Then in /etc/mail did *make all install* and finally restarted sendmail.

Unfortunately, none of my test messages (using mail or mutt) are reaching their destination. I am a total rookie at this and so have no idea if the messages are reaching the smtp server or if I have even made the correct changes.

I was able to get it going with ssmtp but that required sendmail to be disabled. However, I've been using fetchmail to download my mail which required sendmail to be active (I think?). So that's why I figured I'd have to use SMTP AUTH if I wanted to continue using fetchmail.

BTW, I added the 4th line in the hostname.mc file above to specify port 80 because I had to specify that port when I was using ssmtp (though I'm not sure if it's necessary here).

Anything to help me get this going would be greatly appreciated!


----------



## GFED (Dec 10, 2012)

I'm having the same problem... even after going through the steps here http://www.freebsd.org/doc/en_US.ISO8859-1/books/handbook/smtp-auth.html and installing cyrus and recompiling sendmail. Only thing I see wrong in your configuration is the port 80 should be 465 or 587. I've exhausted Google search in looking for a working tutorial that will enable outgoing mail on my freebsd server.


----------



## usdmatt (Dec 10, 2012)

I'm not in a position to try this at the moment but it would be nice to know how to do it so I'll give a few possible pointers. Documentation on this stuff is barely available and I can't find anything on the correct format for the auth-info file.
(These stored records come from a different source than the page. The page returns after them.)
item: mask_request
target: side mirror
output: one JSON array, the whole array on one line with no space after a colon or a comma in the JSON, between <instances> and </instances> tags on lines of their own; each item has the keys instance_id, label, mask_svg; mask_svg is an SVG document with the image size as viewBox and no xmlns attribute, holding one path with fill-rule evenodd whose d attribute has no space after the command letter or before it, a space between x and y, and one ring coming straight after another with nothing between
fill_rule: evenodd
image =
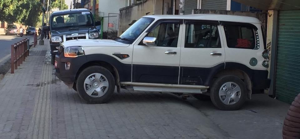
<instances>
[{"instance_id":1,"label":"side mirror","mask_svg":"<svg viewBox=\"0 0 300 139\"><path fill-rule=\"evenodd\" d=\"M101 21L96 21L95 22L95 26L97 26L101 25Z\"/></svg>"},{"instance_id":2,"label":"side mirror","mask_svg":"<svg viewBox=\"0 0 300 139\"><path fill-rule=\"evenodd\" d=\"M156 38L152 37L146 37L143 40L143 43L147 46L156 46L157 45L155 43Z\"/></svg>"},{"instance_id":3,"label":"side mirror","mask_svg":"<svg viewBox=\"0 0 300 139\"><path fill-rule=\"evenodd\" d=\"M49 31L50 30L50 27L49 26L43 26L43 30L46 31Z\"/></svg>"}]
</instances>

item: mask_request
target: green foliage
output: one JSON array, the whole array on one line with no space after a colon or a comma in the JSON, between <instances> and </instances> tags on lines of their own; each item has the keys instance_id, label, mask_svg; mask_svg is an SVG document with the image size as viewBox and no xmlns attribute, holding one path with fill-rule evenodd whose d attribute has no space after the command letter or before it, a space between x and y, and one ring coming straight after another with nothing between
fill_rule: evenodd
<instances>
[{"instance_id":1,"label":"green foliage","mask_svg":"<svg viewBox=\"0 0 300 139\"><path fill-rule=\"evenodd\" d=\"M41 0L1 0L0 20L36 25L41 12Z\"/></svg>"},{"instance_id":2,"label":"green foliage","mask_svg":"<svg viewBox=\"0 0 300 139\"><path fill-rule=\"evenodd\" d=\"M65 0L52 0L52 8L58 8L60 10L68 9L68 5L65 2Z\"/></svg>"}]
</instances>

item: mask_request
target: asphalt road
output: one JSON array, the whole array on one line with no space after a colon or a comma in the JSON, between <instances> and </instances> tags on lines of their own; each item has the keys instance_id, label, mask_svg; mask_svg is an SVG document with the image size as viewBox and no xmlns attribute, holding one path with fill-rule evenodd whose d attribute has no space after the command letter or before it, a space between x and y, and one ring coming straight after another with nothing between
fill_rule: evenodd
<instances>
[{"instance_id":1,"label":"asphalt road","mask_svg":"<svg viewBox=\"0 0 300 139\"><path fill-rule=\"evenodd\" d=\"M22 37L14 36L0 35L0 63L7 59L8 55L10 54L11 45L25 38L29 39L30 42L33 41L32 36L23 36ZM3 62L3 61L2 61Z\"/></svg>"},{"instance_id":2,"label":"asphalt road","mask_svg":"<svg viewBox=\"0 0 300 139\"><path fill-rule=\"evenodd\" d=\"M11 45L25 38L29 39L30 44L33 42L32 36L0 35L0 75L5 74L10 68Z\"/></svg>"}]
</instances>

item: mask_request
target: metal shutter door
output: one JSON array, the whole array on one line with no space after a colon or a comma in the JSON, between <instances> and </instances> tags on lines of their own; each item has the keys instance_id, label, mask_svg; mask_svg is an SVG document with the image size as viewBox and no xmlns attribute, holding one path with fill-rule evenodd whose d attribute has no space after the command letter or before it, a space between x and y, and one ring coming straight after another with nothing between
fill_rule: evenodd
<instances>
[{"instance_id":1,"label":"metal shutter door","mask_svg":"<svg viewBox=\"0 0 300 139\"><path fill-rule=\"evenodd\" d=\"M300 10L280 11L278 23L275 91L291 103L300 93Z\"/></svg>"},{"instance_id":2,"label":"metal shutter door","mask_svg":"<svg viewBox=\"0 0 300 139\"><path fill-rule=\"evenodd\" d=\"M227 0L202 0L202 9L226 10Z\"/></svg>"},{"instance_id":3,"label":"metal shutter door","mask_svg":"<svg viewBox=\"0 0 300 139\"><path fill-rule=\"evenodd\" d=\"M197 9L197 0L185 0L184 2L184 14L192 14L192 11Z\"/></svg>"}]
</instances>

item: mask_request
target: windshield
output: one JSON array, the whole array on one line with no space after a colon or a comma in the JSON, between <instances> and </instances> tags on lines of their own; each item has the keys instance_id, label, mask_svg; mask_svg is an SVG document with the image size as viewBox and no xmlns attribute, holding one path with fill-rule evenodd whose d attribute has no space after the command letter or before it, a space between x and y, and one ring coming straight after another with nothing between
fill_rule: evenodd
<instances>
[{"instance_id":1,"label":"windshield","mask_svg":"<svg viewBox=\"0 0 300 139\"><path fill-rule=\"evenodd\" d=\"M8 25L7 26L7 28L16 28L17 26L16 25Z\"/></svg>"},{"instance_id":2,"label":"windshield","mask_svg":"<svg viewBox=\"0 0 300 139\"><path fill-rule=\"evenodd\" d=\"M52 17L52 21L51 26L54 29L93 25L92 16L89 12L55 16Z\"/></svg>"},{"instance_id":3,"label":"windshield","mask_svg":"<svg viewBox=\"0 0 300 139\"><path fill-rule=\"evenodd\" d=\"M28 30L35 30L35 28L33 27L28 27L27 28Z\"/></svg>"},{"instance_id":4,"label":"windshield","mask_svg":"<svg viewBox=\"0 0 300 139\"><path fill-rule=\"evenodd\" d=\"M153 20L154 19L151 18L141 18L128 28L120 37L132 42L134 41Z\"/></svg>"}]
</instances>

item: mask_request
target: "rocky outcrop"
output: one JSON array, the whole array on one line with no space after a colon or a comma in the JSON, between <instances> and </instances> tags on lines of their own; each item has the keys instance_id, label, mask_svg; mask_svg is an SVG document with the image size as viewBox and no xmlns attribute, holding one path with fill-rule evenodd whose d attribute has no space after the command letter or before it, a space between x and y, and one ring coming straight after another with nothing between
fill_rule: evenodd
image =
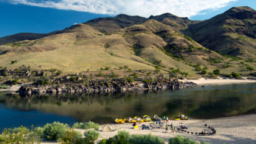
<instances>
[{"instance_id":1,"label":"rocky outcrop","mask_svg":"<svg viewBox=\"0 0 256 144\"><path fill-rule=\"evenodd\" d=\"M161 80L157 82L127 83L121 80L111 82L94 82L89 84L64 84L57 86L37 86L31 84L21 86L17 91L21 96L32 94L92 94L122 92L129 91L147 89L164 90L179 89L196 85L194 83L183 83L177 80Z\"/></svg>"}]
</instances>

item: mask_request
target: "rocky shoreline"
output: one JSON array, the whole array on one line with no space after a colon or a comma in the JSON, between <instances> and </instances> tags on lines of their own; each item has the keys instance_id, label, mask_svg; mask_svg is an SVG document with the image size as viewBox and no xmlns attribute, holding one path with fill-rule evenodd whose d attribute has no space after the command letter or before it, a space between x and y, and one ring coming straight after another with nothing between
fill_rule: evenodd
<instances>
[{"instance_id":1,"label":"rocky shoreline","mask_svg":"<svg viewBox=\"0 0 256 144\"><path fill-rule=\"evenodd\" d=\"M58 85L40 86L29 84L21 86L17 92L20 96L62 94L101 94L123 92L143 90L179 89L195 86L192 82L181 82L178 80L161 79L155 82L142 81L128 83L122 80L104 82L92 82L89 84L62 84Z\"/></svg>"}]
</instances>

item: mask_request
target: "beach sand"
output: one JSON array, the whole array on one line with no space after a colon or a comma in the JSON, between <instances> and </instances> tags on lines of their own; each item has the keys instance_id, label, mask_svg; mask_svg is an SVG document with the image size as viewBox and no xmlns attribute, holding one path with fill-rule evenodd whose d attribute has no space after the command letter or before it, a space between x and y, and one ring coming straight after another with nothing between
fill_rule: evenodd
<instances>
[{"instance_id":1,"label":"beach sand","mask_svg":"<svg viewBox=\"0 0 256 144\"><path fill-rule=\"evenodd\" d=\"M217 78L217 79L205 79L204 78L202 78L198 79L182 79L180 81L182 82L193 82L199 85L206 84L231 84L231 83L256 83L256 80L247 79L246 78L244 78L242 79L226 79L226 78Z\"/></svg>"},{"instance_id":2,"label":"beach sand","mask_svg":"<svg viewBox=\"0 0 256 144\"><path fill-rule=\"evenodd\" d=\"M181 124L188 127L187 131L200 132L202 130L209 130L204 124L214 127L217 133L209 136L199 136L175 131L168 133L165 132L165 128L155 128L154 130L142 130L142 125L149 125L147 122L139 124L139 128L133 129L132 124L125 123L123 124L110 124L114 132L102 132L102 129L106 125L101 125L98 130L100 133L100 138L96 142L99 143L103 138L108 138L117 135L119 130L126 130L130 134L149 134L159 136L165 140L168 143L168 139L175 135L187 137L192 140L198 140L200 142L205 141L212 143L256 143L256 114L241 115L237 117L220 118L209 120L169 120L169 124L173 123L174 126L179 126ZM181 124L182 123L182 124ZM83 133L85 130L78 130Z\"/></svg>"}]
</instances>

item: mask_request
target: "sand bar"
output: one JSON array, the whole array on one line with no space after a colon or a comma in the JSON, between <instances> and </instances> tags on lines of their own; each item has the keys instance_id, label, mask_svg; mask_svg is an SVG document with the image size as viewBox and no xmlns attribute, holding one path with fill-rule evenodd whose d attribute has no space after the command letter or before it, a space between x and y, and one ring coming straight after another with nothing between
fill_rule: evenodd
<instances>
[{"instance_id":1,"label":"sand bar","mask_svg":"<svg viewBox=\"0 0 256 144\"><path fill-rule=\"evenodd\" d=\"M227 78L218 78L217 79L205 79L204 78L202 78L198 79L183 79L183 80L180 80L180 81L182 82L193 82L199 85L205 84L231 84L231 83L256 83L256 80L252 80L252 79L227 79Z\"/></svg>"},{"instance_id":2,"label":"sand bar","mask_svg":"<svg viewBox=\"0 0 256 144\"><path fill-rule=\"evenodd\" d=\"M256 143L256 114L236 116L227 118L220 118L209 120L195 120L190 119L188 120L170 120L169 124L173 123L175 126L179 126L183 123L189 127L187 130L190 132L202 132L207 128L204 127L204 124L213 127L216 130L217 133L209 136L199 136L188 135L185 133L175 131L168 133L165 132L164 128L155 128L154 130L142 130L142 125L149 125L148 123L142 123L139 124L139 128L134 130L132 128L132 124L125 123L123 124L110 124L114 132L102 132L102 128L105 125L101 125L99 132L100 138L96 142L99 143L102 138L108 138L117 134L119 130L126 130L130 134L149 134L152 133L157 135L165 140L167 143L168 139L179 135L186 136L192 140L200 142L207 142L212 143ZM84 130L76 130L83 133ZM46 143L54 143L53 142L44 142Z\"/></svg>"}]
</instances>

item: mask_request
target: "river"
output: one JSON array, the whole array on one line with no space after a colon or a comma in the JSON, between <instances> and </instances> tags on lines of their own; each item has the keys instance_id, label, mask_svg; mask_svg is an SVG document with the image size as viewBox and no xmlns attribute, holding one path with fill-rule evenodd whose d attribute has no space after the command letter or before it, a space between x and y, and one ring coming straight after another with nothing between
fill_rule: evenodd
<instances>
[{"instance_id":1,"label":"river","mask_svg":"<svg viewBox=\"0 0 256 144\"><path fill-rule=\"evenodd\" d=\"M0 93L0 130L59 121L113 122L115 118L179 114L207 119L256 114L256 83L197 86L180 90L21 97Z\"/></svg>"}]
</instances>

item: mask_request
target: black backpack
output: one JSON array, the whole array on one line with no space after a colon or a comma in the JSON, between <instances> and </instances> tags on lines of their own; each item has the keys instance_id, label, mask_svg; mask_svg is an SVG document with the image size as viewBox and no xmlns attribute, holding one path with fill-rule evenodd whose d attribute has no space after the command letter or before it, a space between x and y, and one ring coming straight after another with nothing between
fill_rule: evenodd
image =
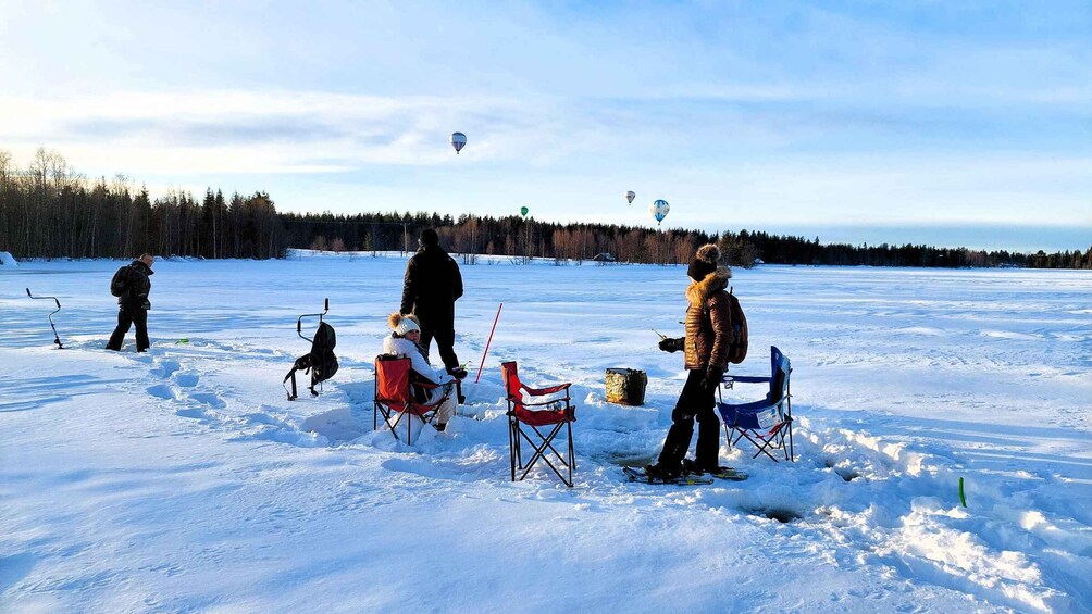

Anyway, I do believe you have to enable SASL support as mentioned in the handbook although the handbook instructions are mainly aimed at allowing users to auth using Sendmail as the server, not Sendmail as the client.

I'm not sure whether that RELAY_MAILER_ARGS works or not but smtpout.secureserver.net does appear to be listening on port 25 so you may be able to remove that (if you have no firewall blocking port 25).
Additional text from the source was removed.